Monday, September 10, 2007
Goodbye, Madeleine
I heard today that Madeleine L'Engle died on Sept. 6. Madeleine, of course, wrote many books, my favorite of which was the very first book of hers I ever read: A Wrinkle in Time.
I suppose it might be hypocritical to say that this news saddened me... After all, it's probably been a decade or more since the last time I picked the book up. I never, before this very day, questioned where the author was, what she was up to, or if she was still alive at all for that matter. I did not seek out any of her newer works (honestly, her later books set in the same world as Wrinkle in Time always left me a bit flat, truth be told); never saw the television miniseries based on the book; nothing.
And yet, thinking about this great lady's death, and the fact that there will never be another tale from such an inventive and distinct writer, saddens me all the same. Just thinking about the book's cover - a somewhat garish yellow that only books of the 70's seem to have used, emblazoned with a rainbow-winged flying centaur of all things - transports me back in time to when I was a second-grader in Greenbelt, Maryland.
My elementary school (Geenbelt Elementary... it's still there, I checked) maintained a special bookshelf in the library dedicated to Newbery Award-winning books, and it was there that I first found a copy of Wrinkle.
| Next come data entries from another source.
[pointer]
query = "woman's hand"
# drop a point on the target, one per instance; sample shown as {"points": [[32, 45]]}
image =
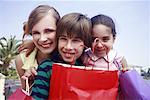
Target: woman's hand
{"points": [[28, 45]]}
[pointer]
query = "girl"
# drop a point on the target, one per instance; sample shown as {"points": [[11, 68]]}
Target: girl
{"points": [[103, 36], [42, 25]]}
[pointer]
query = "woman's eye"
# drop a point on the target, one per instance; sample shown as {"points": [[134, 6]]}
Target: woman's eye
{"points": [[105, 39]]}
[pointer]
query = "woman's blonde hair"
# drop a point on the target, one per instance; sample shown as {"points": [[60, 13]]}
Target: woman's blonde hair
{"points": [[37, 14]]}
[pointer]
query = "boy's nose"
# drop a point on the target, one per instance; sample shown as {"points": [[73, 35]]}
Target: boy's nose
{"points": [[68, 45]]}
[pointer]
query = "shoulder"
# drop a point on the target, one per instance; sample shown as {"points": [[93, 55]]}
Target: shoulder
{"points": [[116, 55], [18, 60]]}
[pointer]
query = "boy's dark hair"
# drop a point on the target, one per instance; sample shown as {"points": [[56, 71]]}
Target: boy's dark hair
{"points": [[104, 20], [75, 24]]}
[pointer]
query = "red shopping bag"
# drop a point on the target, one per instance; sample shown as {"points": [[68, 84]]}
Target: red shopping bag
{"points": [[21, 94], [80, 83]]}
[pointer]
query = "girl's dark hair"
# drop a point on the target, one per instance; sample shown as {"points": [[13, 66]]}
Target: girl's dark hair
{"points": [[104, 20]]}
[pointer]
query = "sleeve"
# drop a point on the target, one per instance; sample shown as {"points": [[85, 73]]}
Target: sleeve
{"points": [[40, 89], [30, 61]]}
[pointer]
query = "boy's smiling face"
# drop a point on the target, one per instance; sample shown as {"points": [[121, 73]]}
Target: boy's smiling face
{"points": [[70, 48]]}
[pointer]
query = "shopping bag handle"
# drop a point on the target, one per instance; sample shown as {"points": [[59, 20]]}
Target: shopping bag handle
{"points": [[27, 89], [93, 50]]}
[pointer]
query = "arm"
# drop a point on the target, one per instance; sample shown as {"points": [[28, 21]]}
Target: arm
{"points": [[40, 89], [124, 64]]}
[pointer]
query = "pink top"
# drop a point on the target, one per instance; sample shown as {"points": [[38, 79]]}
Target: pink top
{"points": [[114, 60]]}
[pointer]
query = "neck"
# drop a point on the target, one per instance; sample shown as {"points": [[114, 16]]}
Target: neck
{"points": [[41, 56]]}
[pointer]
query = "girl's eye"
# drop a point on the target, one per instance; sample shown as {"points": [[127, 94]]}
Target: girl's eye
{"points": [[49, 30], [63, 39]]}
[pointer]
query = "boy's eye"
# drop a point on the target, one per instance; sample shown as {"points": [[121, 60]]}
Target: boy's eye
{"points": [[62, 38], [76, 40]]}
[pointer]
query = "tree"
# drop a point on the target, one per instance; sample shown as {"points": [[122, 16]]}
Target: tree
{"points": [[8, 50]]}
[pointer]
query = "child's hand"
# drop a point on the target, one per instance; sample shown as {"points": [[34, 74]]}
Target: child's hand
{"points": [[27, 44], [30, 73]]}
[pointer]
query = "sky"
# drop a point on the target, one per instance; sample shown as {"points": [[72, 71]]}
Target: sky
{"points": [[132, 19]]}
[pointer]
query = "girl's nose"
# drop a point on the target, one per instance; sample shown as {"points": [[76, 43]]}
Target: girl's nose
{"points": [[43, 37]]}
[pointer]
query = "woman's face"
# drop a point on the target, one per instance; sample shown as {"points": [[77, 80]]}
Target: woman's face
{"points": [[70, 49], [44, 34]]}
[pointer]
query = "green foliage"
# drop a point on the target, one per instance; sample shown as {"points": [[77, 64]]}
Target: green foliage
{"points": [[8, 51]]}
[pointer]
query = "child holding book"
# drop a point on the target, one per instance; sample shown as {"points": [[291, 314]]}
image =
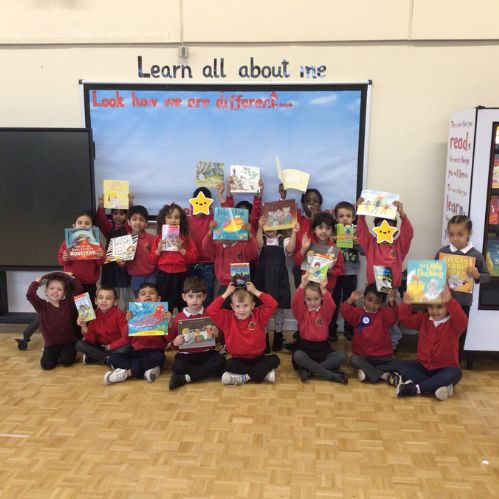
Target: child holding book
{"points": [[57, 317], [372, 350], [107, 333], [173, 265], [193, 364], [244, 330], [86, 271], [459, 230], [114, 274], [140, 269], [147, 355], [313, 308], [272, 277], [436, 369]]}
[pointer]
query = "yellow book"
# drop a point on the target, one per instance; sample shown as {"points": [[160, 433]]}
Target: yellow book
{"points": [[116, 194]]}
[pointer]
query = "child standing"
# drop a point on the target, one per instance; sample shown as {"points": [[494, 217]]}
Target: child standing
{"points": [[147, 355], [193, 364], [313, 308], [107, 333], [459, 230], [272, 277], [57, 317], [173, 265], [372, 350], [140, 269], [86, 271], [436, 369], [244, 329]]}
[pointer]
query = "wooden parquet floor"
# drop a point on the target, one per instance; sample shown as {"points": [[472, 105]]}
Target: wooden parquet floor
{"points": [[64, 434]]}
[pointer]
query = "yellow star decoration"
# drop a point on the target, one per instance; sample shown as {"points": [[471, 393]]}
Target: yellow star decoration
{"points": [[200, 204], [384, 232]]}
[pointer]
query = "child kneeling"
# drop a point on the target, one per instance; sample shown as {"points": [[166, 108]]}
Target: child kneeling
{"points": [[436, 369], [244, 328], [313, 308]]}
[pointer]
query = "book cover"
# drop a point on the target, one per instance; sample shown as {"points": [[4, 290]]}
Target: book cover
{"points": [[457, 278], [280, 215], [148, 318], [83, 244], [239, 273], [84, 307], [116, 194], [378, 204], [345, 235], [230, 224], [197, 333], [209, 173], [426, 280], [122, 248], [492, 256], [494, 210], [383, 277], [170, 234], [245, 179], [291, 178]]}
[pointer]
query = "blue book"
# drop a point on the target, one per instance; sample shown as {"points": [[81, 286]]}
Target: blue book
{"points": [[148, 318], [230, 223]]}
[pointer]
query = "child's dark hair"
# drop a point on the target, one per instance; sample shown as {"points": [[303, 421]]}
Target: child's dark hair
{"points": [[107, 288], [204, 190], [145, 285], [308, 191], [166, 210], [461, 219], [371, 288], [323, 218], [138, 210], [344, 205], [83, 213], [195, 284]]}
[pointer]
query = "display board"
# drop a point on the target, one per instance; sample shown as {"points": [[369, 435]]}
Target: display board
{"points": [[46, 177], [153, 135]]}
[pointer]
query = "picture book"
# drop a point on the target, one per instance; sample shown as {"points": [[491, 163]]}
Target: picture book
{"points": [[383, 277], [116, 194], [239, 273], [457, 278], [345, 235], [280, 215], [292, 179], [209, 173], [197, 333], [148, 318], [170, 234], [494, 210], [122, 248], [378, 204], [426, 280], [84, 307], [83, 244], [245, 179], [492, 256], [230, 224]]}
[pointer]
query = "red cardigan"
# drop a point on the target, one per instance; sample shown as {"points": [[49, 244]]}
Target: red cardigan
{"points": [[372, 339], [243, 338], [313, 324], [438, 347]]}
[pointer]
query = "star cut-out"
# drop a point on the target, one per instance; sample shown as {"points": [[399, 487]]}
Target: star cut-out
{"points": [[384, 232], [200, 204]]}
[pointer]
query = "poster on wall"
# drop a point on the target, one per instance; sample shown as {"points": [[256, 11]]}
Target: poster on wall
{"points": [[460, 151], [154, 135]]}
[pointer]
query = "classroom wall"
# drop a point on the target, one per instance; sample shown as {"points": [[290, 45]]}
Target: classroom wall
{"points": [[426, 60]]}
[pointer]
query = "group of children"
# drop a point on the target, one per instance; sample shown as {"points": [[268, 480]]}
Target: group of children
{"points": [[186, 278]]}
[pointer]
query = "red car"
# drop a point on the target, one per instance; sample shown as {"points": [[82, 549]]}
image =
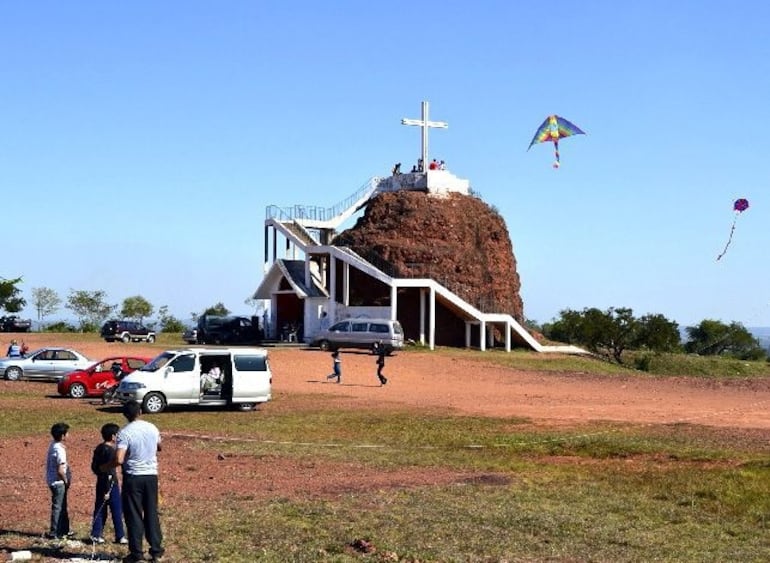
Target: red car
{"points": [[91, 382]]}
Needless to say, even in grade school, a boy walking the halls carrying a book with a rainbow-winged centaur on the cover was asking for a beat-down. I already had a reputation for being the slightly chubby, weird kid whose nose was always buried in a novel or a comic book, so my social standing among my peers was already somewhat shaky. In the end, I decided to risk it and checked the book out. I'm glad that I did.
The book's sci-fi flavor drew me instantly, and I spent that night under my blanket, flashlight in hand, reading well past my bedtime. I simply could not put it down. I finished it the next day, emerging with a crush on Meg, her enticing main character, that was only matched by my unease regarding her creepy little brother, Charles Wallace.
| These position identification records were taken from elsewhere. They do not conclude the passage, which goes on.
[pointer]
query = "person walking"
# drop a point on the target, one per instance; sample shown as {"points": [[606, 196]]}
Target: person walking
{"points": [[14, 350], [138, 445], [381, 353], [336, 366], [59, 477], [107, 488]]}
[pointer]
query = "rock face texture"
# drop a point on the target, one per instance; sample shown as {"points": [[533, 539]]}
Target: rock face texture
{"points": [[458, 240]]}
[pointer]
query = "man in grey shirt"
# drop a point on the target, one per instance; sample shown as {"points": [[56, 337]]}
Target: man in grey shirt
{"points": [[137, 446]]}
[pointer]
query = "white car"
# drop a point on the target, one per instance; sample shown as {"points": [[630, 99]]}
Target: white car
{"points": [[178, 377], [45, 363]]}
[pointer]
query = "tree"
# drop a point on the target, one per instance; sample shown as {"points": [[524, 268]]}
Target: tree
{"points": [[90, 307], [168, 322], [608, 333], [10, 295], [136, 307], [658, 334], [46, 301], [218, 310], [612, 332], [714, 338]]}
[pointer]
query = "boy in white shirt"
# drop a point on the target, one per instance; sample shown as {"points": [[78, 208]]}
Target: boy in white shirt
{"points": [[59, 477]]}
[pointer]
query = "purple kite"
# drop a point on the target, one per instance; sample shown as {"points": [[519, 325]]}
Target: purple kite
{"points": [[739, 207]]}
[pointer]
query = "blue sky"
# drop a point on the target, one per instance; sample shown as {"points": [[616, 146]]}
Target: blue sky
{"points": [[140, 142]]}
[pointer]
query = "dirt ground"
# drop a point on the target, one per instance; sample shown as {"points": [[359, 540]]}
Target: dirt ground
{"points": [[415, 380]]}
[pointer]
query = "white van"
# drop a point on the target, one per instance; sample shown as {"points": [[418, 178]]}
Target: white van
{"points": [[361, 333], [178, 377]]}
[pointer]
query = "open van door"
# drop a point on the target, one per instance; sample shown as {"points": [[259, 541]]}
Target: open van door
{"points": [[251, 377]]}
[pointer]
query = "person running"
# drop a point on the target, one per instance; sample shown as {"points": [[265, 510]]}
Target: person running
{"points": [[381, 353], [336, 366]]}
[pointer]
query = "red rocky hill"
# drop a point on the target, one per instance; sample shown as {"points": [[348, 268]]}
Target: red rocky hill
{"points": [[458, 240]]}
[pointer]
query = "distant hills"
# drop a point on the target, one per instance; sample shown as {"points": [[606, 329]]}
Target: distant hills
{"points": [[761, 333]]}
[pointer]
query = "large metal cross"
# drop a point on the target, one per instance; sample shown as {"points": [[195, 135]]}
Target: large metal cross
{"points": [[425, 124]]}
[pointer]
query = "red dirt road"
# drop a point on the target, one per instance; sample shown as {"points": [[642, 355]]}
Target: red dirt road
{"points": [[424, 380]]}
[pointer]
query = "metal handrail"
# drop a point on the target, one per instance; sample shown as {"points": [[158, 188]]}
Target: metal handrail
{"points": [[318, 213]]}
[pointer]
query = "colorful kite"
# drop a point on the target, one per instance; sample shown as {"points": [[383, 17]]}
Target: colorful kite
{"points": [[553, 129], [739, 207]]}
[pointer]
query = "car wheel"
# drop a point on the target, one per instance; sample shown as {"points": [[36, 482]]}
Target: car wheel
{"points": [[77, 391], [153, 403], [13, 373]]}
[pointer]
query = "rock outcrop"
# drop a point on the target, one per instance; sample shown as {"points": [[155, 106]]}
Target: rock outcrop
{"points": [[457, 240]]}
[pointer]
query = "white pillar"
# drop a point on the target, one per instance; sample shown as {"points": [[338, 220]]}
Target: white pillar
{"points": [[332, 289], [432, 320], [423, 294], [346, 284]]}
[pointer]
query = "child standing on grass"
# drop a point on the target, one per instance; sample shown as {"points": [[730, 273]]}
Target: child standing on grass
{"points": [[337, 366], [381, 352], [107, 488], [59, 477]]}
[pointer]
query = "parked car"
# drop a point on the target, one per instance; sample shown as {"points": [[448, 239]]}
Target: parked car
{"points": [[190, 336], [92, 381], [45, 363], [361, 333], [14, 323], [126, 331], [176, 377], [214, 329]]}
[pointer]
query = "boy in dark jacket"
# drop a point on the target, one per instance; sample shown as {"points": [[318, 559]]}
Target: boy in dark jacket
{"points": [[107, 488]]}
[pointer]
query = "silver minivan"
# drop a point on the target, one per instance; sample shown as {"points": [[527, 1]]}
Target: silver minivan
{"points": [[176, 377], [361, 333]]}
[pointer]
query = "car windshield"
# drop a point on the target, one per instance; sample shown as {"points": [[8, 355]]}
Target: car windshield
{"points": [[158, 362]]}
Maybe that was the appeal... before that book, I can't think of a single story I'd ever read that contained characters that seemed so very real to me as Meg, Calvin and Charles Wallace did. That feeling made the peril they were in so much more engaging than anything I'd experienced in print up to that time.
Maybe that's why, when I write, I start with the characters first, investing the majority of my prep time in dreaming up their histories, mannerisms, desires and faults before putting pen to paper (or fingers to keyboard, if you will). Whether or not I actually succeed in creating characters with even a fraction of the draw as Ms. L'Engle's is, of course, up for debate.